The opening of Russian state archives in the early 1990s allowed for the first time an unprecedented window into the inner-world of V. I. Lenin’s Communist International (Comintern) and the numerous national communist parties constituting its membership. For many scholars writing about the American left, such access held the promise of indisputable facts from which would issue the true story of international communism. It likely surprised few that Cold War historians would locate within these voluminous files the necessary documentation to confirm their long held suspicions about Soviet intrigue and control over American communism. It should have been equally unsurprising that historians of the left would mirror such positivism in demonstrating the value of international communism and the autonomy of the American Communist Party. As far as black people in organized communism were concerned, the respective arguments in this debate continued largely unchanged, the former still portraying black Communists as either naïve pawns or willing agents of Kremlin intrigue, the latter still presenting U.S. and Soviet Communists as, on the whole, positive forces in antiracist and anticolonial struggles. For each, the villain or the hero of the story, its central figure, remained the Comintern and its member parties, with black people appearing largely as evidence to substantiate their competing claims.

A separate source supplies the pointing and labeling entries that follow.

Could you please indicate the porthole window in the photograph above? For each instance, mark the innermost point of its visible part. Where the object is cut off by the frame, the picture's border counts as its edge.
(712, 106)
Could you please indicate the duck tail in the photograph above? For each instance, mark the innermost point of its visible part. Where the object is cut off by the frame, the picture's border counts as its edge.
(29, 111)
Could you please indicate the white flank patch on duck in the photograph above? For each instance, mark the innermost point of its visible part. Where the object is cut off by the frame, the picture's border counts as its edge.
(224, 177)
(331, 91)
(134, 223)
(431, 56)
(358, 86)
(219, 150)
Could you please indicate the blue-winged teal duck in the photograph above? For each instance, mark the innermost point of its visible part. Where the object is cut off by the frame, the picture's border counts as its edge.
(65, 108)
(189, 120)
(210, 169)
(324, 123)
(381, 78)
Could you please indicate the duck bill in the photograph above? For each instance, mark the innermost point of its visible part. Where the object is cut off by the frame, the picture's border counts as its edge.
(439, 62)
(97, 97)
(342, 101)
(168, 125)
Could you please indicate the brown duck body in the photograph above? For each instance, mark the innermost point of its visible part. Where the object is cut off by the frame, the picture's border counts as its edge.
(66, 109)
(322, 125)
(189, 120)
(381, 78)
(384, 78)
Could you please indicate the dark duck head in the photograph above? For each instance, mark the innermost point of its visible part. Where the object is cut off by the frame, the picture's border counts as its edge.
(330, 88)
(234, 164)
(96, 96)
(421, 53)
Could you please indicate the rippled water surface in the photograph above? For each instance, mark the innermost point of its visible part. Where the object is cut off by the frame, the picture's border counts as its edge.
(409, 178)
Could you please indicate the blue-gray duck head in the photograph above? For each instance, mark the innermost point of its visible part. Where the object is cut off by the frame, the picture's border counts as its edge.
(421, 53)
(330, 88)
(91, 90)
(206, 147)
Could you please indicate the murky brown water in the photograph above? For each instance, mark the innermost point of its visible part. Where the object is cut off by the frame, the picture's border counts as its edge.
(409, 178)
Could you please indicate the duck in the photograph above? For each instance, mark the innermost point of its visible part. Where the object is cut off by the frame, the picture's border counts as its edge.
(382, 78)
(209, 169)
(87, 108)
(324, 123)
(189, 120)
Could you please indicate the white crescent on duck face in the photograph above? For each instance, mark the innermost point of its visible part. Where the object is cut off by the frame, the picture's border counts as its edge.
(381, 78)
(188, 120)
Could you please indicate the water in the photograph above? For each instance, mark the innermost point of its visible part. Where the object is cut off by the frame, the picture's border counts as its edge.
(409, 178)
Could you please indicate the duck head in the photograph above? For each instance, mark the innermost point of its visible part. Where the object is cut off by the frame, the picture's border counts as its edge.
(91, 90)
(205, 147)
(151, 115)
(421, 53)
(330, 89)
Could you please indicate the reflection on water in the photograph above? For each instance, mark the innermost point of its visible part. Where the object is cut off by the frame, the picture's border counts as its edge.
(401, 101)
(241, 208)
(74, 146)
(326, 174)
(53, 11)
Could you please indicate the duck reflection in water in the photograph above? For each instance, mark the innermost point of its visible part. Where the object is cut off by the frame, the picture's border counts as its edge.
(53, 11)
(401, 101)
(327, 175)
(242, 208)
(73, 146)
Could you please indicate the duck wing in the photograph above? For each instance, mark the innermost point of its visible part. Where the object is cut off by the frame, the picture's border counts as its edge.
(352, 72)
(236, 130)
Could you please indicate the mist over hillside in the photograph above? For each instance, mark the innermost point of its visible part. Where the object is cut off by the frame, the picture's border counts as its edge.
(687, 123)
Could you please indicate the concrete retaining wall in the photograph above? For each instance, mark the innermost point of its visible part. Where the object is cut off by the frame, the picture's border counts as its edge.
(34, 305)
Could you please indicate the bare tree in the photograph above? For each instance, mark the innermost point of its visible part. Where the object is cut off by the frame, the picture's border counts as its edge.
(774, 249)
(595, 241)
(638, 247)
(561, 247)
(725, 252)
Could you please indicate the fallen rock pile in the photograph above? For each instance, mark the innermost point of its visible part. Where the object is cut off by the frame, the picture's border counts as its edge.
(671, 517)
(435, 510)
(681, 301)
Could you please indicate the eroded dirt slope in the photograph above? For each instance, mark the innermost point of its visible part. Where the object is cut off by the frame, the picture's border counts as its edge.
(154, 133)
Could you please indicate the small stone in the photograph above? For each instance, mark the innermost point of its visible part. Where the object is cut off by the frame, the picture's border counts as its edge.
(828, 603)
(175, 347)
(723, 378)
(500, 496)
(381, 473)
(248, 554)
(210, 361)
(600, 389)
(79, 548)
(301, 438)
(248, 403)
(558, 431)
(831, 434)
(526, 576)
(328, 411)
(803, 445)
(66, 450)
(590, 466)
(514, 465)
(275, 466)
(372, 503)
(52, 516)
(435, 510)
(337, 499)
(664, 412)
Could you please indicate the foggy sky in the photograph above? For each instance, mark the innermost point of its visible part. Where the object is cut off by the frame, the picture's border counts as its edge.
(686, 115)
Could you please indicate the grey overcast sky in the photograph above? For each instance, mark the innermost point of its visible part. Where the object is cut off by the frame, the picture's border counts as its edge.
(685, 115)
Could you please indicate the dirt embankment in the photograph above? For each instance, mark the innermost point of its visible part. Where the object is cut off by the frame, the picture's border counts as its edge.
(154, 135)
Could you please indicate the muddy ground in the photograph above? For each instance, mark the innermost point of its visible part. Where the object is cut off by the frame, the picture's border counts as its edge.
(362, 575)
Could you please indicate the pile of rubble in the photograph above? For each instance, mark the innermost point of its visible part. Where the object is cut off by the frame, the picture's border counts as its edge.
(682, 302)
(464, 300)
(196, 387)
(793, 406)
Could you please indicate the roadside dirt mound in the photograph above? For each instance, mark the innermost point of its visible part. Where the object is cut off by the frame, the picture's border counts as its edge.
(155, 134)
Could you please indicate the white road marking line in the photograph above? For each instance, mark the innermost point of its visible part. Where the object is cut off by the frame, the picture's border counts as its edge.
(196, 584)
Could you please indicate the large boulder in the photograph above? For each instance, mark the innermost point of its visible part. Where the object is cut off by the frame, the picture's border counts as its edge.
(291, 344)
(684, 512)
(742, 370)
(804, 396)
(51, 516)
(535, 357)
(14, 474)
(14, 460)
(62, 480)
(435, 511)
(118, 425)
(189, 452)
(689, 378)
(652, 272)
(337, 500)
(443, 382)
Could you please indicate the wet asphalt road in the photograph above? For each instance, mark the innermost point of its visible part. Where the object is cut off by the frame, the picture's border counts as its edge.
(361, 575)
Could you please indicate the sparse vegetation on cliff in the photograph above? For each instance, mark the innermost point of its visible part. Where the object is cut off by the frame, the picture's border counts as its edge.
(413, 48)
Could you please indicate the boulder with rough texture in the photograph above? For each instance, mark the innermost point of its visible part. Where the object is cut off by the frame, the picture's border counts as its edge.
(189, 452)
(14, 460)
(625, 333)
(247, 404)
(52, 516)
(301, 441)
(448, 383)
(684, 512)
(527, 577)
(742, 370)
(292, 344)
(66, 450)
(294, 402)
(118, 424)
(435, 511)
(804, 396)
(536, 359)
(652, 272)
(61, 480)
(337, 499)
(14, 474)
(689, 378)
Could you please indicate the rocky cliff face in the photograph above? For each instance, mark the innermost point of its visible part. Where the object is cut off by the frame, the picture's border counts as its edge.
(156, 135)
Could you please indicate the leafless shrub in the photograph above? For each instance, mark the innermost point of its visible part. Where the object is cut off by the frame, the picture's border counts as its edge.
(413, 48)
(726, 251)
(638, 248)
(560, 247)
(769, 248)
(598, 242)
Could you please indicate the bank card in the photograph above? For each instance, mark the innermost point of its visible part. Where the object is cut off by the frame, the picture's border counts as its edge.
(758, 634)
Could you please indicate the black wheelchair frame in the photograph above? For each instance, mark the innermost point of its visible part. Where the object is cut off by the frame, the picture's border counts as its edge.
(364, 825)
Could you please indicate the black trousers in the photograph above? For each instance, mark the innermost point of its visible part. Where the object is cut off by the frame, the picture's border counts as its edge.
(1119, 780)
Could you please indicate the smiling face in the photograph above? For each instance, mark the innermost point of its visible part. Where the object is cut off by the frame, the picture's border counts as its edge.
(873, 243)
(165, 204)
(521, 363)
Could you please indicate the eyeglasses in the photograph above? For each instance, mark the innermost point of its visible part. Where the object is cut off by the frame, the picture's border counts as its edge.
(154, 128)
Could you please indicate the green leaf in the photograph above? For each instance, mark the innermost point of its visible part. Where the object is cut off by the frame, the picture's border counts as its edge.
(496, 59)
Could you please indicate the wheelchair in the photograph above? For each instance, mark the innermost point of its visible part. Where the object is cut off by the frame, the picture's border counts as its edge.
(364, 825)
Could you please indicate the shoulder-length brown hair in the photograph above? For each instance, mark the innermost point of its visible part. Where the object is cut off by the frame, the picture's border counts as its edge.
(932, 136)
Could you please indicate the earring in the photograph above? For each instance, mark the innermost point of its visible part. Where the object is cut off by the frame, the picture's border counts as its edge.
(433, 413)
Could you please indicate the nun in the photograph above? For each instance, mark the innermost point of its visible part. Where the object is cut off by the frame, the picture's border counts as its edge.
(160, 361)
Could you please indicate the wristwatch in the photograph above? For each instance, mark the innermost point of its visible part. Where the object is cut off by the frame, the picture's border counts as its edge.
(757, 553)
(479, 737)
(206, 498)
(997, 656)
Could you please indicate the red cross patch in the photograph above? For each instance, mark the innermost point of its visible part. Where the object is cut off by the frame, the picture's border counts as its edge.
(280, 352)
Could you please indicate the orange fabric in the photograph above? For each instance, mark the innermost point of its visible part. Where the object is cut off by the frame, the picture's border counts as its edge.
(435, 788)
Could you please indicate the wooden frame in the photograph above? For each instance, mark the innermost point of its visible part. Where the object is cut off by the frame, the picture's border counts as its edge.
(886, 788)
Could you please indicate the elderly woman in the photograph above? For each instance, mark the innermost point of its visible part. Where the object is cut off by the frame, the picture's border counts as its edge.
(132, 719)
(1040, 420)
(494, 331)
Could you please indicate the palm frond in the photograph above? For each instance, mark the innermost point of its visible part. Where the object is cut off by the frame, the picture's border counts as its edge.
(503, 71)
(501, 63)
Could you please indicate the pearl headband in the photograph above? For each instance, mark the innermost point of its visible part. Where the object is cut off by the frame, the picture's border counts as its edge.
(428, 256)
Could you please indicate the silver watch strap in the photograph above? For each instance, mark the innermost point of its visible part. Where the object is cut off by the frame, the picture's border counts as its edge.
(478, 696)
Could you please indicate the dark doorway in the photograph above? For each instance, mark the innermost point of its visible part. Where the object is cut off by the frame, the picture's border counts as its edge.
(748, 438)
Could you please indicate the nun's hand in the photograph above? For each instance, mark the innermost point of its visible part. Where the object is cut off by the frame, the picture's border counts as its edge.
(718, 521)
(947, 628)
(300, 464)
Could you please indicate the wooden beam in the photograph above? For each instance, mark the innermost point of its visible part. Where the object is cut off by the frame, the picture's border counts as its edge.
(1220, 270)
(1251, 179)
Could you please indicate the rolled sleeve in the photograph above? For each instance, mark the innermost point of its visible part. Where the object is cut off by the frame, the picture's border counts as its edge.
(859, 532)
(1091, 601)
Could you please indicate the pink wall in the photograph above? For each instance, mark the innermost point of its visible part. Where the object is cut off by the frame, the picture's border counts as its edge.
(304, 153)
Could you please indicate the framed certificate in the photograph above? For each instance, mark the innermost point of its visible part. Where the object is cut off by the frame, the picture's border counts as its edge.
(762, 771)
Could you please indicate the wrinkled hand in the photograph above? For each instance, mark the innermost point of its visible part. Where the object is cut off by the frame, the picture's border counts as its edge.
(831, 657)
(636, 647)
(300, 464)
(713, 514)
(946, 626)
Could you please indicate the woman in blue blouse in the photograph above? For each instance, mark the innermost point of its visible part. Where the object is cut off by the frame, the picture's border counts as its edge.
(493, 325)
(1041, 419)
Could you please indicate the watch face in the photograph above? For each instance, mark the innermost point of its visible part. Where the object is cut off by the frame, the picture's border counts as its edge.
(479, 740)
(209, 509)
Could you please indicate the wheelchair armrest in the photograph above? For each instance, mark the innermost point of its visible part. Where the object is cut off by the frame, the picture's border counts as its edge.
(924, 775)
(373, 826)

Importantly, by this time historians like Nell Painter and Robin D.G. Kelley had already published groundbreaking works that told far more compelling stories of the black left. Rather than histories of the Comintern, they broke with the archive of black Marxism, the “conceptual-ideological ensemble” of concerns and questions that set the range of arguments and conclusions deemed acceptable in writing about black radicalism, and recovered a long submerged (or rather, a generally ignored and dismissed) black radical tradition.1 Kelly and Painter, and over the last twenty years a new crop of scholars influenced by them, drew on interviews, autobiographies, personal narratives, radical periodicals, pamphlets, music, poetry, and even government surveillance records to reorient the history of the black left away from any notion of heroes and villains. They crafted narratives that allowed full range to the motivations, initiatives, desires, fears, failures, and strides of black people who, for various reasons, saw value in the ideas of Marx, Lenin, Trotsky, and Mao, and the global communist and socialist movements that they led. One notices, too, in this still growing body of literature the influence of Cedric Robinson’s classic, Black Marxism, especially his insistence on a black radical tradition that anticipated and exceeded the rather brief Twentieth Century encounter between black radicalism and the white left. Privileging the intricacies of black political life and the complexities of black thought, this new body of work, as with Painter and Kelley, often crafted their narratives with only scant recourse to Soviet archives.

English_language_Communist_International_issue_6Hakim Adi’s expansive and deeply researched Pan-Africanism and Communism: The Communist International, Africa and the Diaspora, 1919-1939, joins this growing field with the intention of exploring how black Communists influenced and shaped Comintern policies on the ever enigmatic Negro Question. Writing this history based almost entirely on Russian archival sources, Adi presents amazingly detailed accounts of the organizational activities of black Communists from around the globe, producing in turn possibly as fulsome a picture of worldwide black participation in organized communism as we are likely to ever have.2 Those familiar with the works of Brent Hayes Edwards, Winston James, Joyce Moore Turner, Erik McDuffie, Leslie James, and Matthew Smith will recognize many of the names and organizations that appear in Adi’s work. Impressive here, however, is the wealth of information on such figures as George Padmore, Tiémoko Garan Kouyaté, Otto Huiswoud, Max Blancourt, James Ford, and Jacques Roumain. Equally suggestive is the attention given to the Comintern’s most promising attempt at organizing black people worldwide, the International Trade Union Committee of Negro Workers (ITUCNW). Under George Padmore’s leadership (1931-1933), the ITUCNW grew into an international network of black radicals and workers in Africa, the Caribbean, and Europe, while its journal, The Negro Worker, reached thousands throughout the diaspora. Equally impressive, Adi eschews the normal historical practice of discussing only one or two locales, choosing instead to cover the ITUCNW in South Africa, Paris, London, the Caribbean, and colonial west Africa.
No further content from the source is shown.